Appellante is altijd een hardwerkende vrouw geweest. Door de scheiding en alles wat hierbij is komen kijken heeft zij zich vanuit een diep dal opgewerkt. Door de aangevallen uitspraak is zij weer teruggevallen. Dit mag niet de gang van zaken zijn.
4.
De Raad komt tot de volgende beoordeling.
4.1.
Naar vaste rechtspraak van de Raad (zie bij voorbeeld de uitspraak van 2 januari 2007, LJN AZ5973) is een bijstandverlenend orgaan in de regel gerechtigd om zich bij zijn besluitvorming inzake vragen met betrekking tot de levensvatbaarheid van bedrijven te baseren op in concreto verkregen adviezen van deskundige instanties.
4.2.
De rechtbank heeft met juistheid overwogen dat niet is gebleken dat het advies van het IMK op onzorgvuldige wijze tot stand is gekomen of feitelijke onjuistheden bevat.

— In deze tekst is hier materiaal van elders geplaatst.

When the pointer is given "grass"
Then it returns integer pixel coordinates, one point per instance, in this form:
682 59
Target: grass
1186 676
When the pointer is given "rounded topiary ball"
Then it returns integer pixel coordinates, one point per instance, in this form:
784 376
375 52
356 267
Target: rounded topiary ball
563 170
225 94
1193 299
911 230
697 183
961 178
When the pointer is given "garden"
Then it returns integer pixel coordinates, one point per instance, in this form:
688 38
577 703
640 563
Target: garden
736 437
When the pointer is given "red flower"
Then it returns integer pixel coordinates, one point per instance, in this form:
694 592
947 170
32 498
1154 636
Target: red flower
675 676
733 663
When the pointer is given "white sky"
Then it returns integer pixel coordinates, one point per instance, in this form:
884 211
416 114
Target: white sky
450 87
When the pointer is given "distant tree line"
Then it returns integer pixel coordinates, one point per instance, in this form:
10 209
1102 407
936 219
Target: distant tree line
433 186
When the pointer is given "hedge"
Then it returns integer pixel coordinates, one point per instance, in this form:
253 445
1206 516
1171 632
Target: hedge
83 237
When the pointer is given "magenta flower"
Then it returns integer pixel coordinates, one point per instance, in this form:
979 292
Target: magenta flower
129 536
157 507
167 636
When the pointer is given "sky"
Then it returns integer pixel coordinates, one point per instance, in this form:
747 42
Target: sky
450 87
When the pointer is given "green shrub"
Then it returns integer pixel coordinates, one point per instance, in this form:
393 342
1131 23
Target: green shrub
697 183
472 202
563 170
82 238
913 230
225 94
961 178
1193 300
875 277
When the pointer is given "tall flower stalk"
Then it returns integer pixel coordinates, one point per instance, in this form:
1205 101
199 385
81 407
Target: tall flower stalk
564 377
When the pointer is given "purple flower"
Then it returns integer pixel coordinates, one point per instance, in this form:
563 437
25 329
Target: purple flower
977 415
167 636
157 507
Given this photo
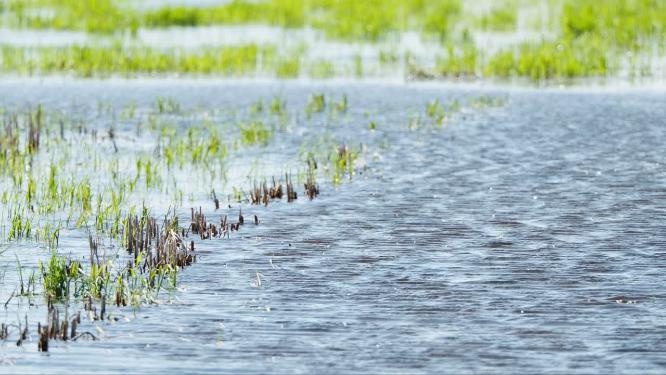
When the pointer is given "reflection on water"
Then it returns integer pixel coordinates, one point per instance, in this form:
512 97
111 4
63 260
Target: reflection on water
509 240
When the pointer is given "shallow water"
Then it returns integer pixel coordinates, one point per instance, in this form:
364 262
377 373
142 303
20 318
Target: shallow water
500 242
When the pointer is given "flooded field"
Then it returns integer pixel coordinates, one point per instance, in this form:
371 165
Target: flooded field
452 228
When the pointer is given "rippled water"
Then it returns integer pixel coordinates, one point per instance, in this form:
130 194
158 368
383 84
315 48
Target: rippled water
507 241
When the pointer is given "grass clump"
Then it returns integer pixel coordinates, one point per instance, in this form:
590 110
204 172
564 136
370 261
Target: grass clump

Dat appellante het gevoel heeft dat er niet naar haar is geluisterd vormt op zichzelf bezien geen grond voor het oordeel dat voornoemd advies ondeugdelijk is.
4.3.
De rechtbank heeft eveneens met juistheid overwogen dat appellante in beroep geen objectieve gegevens heeft overgelegd, zoals een deskundig tegenadvies, welke haar standpunt dat wel sprake is van een levensvatbaar bedrijf kunnen onderbouwen. Dit is vaste rechtspraak van de Raad, waarvoor kan worden verwezen naar onder meer de uitspraak van 16 januari 2013, LJN BY9162. Aan de stelling van appellante dat haar voor het uitbrengen van een contra-expertise de middelen ontbreken, wordt voorbij gegaan, nu op grond van artikel 8:75 van de Algemene wet bestuursrecht de rechter de mogelijkheid heeft een partij te veroordelen in de kosten die een andere partij in verband met de behandeling van een beroep redelijkerwijs heeft moeten maken waaronder de kosten van een deskundige die aan een partij verslag heeft uitgebracht. Het is aan appellante om met betrekking tot de vraag of zij een contra-expertise zal laten verrichten in dat licht een afweging te maken.
4.4.
Gelet op de overwegingen 4.1 tot en met 4.3 slaagt het hoger beroep niet. De aangevallen uitspraak dient te worden bevestigd.
5.
Voor een veroordeling in de proceskosten bestaat geen aanleiding.

BESLISSING

De Centrale Raad van Beroep bevestigt de aangevallen uitspraak.
Deze uitspraak is gedaan door J.P.M. Zeijen, in tegenwoordigheid van E. Heemsbergen als griffier. De beslissing is uitgesproken in het openbaar op 9 juli 2013.